Re: Adding entropy from external source into random number generator - how?

On 3/26/22, freebsd-lists@sensation.net.au
<freebsd-lists@sensation.net.au> wrote:
> I think the best way to do it would be to call random_harvest_queue(...),
> but what do I use as the source enum (see /usr/include/sys/random.h)?
> ENTROPYSOURCE, I guess?

Try search for use of that function in the source, and
maybe look into how RNG cards attach even in /dev...
random(4)
random_harvest(9)
random_fortuna
kern.random.harvest.mask_symbolic
crypto(4)
crypto(9)
rndtest(4)

> I believe it's also possible to open /dev/random for write to inject entropy
> but I cannot find any mention of that scenario in the man pages.

Using serial port as entropy source (either as interrupt and/or data),
even USB video audio radios environmentals, might already have a
handbook or wiki page, if not then interested users could make one.

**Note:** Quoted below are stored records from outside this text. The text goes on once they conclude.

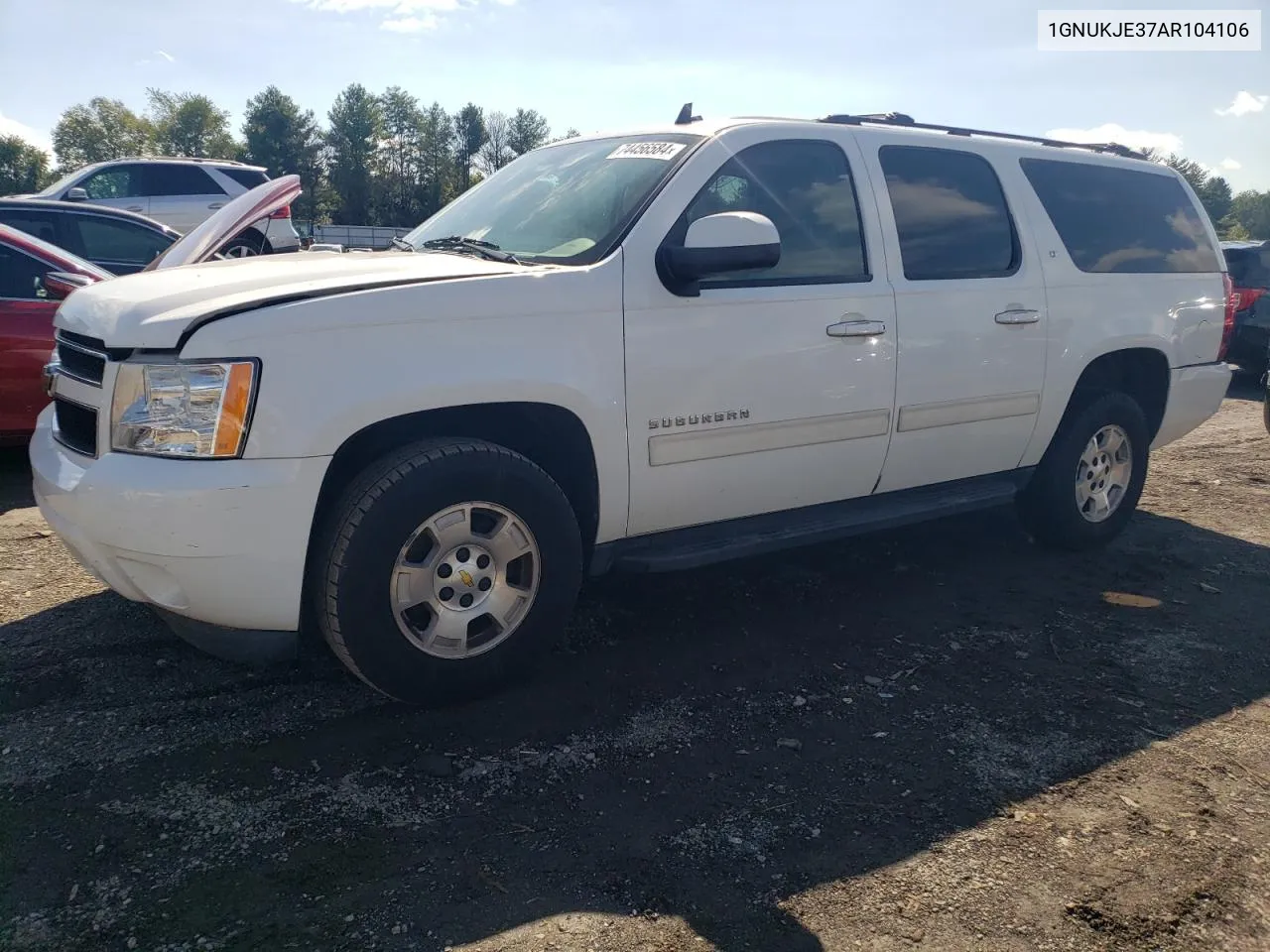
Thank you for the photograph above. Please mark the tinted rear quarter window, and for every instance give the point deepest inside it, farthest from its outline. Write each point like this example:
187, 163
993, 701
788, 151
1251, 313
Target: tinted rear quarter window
1123, 221
951, 213
248, 178
175, 179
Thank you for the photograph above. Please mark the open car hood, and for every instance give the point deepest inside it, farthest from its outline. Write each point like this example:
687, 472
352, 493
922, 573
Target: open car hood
202, 241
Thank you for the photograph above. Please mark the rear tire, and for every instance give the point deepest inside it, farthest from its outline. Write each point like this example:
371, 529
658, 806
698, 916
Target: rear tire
445, 570
1088, 483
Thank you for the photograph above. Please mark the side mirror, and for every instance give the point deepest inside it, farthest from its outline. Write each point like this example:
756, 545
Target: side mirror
716, 244
60, 285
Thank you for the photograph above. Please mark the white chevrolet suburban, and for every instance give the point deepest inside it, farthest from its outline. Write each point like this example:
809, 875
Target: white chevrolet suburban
640, 352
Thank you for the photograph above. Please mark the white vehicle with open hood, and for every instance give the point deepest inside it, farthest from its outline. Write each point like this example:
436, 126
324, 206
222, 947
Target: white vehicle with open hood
640, 352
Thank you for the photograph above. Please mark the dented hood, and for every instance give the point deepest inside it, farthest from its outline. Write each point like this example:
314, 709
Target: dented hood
155, 308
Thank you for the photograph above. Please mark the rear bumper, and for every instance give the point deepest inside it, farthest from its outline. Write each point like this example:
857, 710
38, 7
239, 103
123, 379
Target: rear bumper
1194, 395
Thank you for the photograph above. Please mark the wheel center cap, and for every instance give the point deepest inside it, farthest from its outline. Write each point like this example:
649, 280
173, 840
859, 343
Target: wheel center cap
465, 576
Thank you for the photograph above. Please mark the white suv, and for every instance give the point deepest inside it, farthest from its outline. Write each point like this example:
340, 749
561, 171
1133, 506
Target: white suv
181, 193
642, 352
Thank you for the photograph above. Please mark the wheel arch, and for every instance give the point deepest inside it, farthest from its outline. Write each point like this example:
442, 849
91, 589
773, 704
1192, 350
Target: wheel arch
550, 435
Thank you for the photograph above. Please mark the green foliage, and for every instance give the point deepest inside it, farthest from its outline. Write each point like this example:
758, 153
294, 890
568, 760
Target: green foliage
286, 141
100, 130
356, 127
23, 167
190, 125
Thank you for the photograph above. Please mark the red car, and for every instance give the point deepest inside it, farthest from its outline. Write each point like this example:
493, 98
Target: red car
28, 298
36, 276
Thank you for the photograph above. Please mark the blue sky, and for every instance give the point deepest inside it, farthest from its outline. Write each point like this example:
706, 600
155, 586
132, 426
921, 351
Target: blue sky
606, 63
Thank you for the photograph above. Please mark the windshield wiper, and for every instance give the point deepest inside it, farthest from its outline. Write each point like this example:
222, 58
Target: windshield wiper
484, 249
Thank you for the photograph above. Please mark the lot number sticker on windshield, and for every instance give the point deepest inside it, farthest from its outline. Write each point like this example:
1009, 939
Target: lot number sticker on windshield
648, 150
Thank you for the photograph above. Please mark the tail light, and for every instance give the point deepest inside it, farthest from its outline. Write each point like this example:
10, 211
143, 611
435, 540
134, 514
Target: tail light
1246, 298
1228, 325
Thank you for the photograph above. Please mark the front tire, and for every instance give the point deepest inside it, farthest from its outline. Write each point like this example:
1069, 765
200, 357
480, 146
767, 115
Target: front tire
1088, 483
447, 569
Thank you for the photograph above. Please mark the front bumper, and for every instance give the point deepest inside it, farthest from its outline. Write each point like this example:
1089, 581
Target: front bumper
1194, 395
217, 542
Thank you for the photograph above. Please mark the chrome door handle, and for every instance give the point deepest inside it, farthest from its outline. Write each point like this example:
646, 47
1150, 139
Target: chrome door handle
856, 329
1017, 315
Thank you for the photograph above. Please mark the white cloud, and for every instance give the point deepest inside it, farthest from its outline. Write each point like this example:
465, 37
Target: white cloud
1114, 132
1243, 104
399, 16
12, 127
412, 24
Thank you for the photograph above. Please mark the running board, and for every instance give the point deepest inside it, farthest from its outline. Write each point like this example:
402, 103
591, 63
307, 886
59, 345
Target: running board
697, 546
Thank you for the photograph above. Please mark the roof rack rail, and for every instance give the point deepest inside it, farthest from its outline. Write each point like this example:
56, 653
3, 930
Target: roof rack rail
907, 122
176, 159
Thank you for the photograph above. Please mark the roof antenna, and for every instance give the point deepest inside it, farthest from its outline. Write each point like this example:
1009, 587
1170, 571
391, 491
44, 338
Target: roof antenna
686, 117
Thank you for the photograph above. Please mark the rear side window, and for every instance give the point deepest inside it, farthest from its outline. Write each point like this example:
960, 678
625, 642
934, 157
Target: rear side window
951, 213
21, 276
164, 179
248, 178
109, 240
1123, 221
39, 223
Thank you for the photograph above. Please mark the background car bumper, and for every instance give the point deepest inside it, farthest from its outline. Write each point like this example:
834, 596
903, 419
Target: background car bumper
1194, 395
220, 542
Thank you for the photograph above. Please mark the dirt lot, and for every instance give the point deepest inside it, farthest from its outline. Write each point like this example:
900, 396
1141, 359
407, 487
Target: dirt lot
939, 738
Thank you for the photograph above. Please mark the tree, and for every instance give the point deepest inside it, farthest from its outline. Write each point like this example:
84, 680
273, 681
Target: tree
1251, 209
190, 125
286, 141
497, 150
470, 136
356, 127
400, 159
529, 131
103, 128
23, 167
437, 166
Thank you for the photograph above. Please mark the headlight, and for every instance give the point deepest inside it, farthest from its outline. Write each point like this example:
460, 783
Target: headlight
190, 411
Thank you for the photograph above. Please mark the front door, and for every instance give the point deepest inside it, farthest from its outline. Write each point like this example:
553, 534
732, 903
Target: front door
970, 309
772, 390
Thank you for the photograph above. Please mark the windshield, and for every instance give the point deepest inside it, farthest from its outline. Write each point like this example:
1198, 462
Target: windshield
567, 203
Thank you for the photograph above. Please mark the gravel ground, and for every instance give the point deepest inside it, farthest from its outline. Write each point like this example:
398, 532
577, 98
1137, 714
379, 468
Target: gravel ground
938, 738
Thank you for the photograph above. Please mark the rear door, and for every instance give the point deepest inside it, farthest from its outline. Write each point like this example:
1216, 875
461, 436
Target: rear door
182, 195
969, 308
26, 339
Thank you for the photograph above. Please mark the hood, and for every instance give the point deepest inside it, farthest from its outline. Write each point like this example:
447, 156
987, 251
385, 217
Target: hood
154, 308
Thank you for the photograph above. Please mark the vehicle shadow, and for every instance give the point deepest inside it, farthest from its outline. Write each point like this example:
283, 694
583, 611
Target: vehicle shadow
14, 479
707, 746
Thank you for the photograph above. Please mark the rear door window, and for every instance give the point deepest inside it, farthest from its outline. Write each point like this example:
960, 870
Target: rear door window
248, 178
164, 180
1114, 220
951, 212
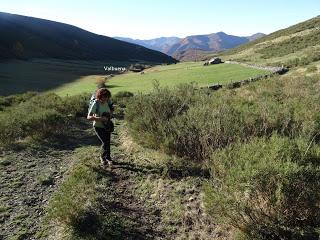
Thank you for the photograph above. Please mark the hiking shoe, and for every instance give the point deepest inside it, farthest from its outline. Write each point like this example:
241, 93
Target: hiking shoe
102, 161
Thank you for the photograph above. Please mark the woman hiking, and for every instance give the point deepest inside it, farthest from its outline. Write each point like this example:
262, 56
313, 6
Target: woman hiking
100, 113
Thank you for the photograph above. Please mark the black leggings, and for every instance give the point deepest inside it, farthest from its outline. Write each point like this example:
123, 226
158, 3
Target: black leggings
104, 136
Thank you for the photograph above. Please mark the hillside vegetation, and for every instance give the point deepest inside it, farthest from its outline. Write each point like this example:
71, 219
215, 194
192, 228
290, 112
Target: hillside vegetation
166, 75
260, 142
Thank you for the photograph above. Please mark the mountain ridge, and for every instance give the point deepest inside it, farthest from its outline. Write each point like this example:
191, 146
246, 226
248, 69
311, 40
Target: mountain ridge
28, 37
181, 48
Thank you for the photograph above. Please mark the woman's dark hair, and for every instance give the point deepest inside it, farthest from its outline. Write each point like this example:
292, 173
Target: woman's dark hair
103, 92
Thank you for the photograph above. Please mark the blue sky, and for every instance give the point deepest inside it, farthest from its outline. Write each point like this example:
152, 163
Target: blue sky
145, 19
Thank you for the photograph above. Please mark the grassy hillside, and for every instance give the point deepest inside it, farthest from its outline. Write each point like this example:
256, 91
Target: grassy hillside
169, 75
298, 45
18, 76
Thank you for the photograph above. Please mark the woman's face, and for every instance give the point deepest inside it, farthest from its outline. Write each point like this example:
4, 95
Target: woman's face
104, 99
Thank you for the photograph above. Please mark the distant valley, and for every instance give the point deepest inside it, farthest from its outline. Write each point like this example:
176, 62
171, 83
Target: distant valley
190, 47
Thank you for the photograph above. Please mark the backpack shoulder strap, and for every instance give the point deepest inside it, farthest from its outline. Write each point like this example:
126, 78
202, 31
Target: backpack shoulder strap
97, 106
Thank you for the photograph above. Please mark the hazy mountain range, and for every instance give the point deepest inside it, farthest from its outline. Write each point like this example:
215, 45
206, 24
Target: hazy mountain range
184, 48
25, 37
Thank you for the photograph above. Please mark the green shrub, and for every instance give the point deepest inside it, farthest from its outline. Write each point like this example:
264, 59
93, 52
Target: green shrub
41, 116
268, 188
206, 122
147, 115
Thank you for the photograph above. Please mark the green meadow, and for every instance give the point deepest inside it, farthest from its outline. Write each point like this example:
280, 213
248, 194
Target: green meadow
165, 75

If injecting that data isn't in random(4), a script example of that is in...
/etc/rc.d/random

Along with some entropy file parts mentioned in...
loader.conf(5)
rc.conf(5)

The choice of 4096 bytes should be documented.

Search also ports for RNG things.

> whether ~45 kilobytes per second of
> additional entropy is even useful in a typical situation?

CSPRNGs often try not to break no matter how much
output is read, accept a bit-equivalent amount of random
seed (ie 256-bits), and are speed limited only by cpu system.

If doing only this: "HWRNG_stream XOR plaintext_stream",
then in that case you could only get ~45kB/s throughput.

> All entropy is good entropy, right?

At least one source must be good.
Having more good sources monitored and feeding
into things can serve as redundant coverage.


Search: Claude Shannon, one time pad, XOR, CSPRNG,
HWRNG, applications such as casinos bitcoin
keygeneration fobs, fun sources to collect, etc.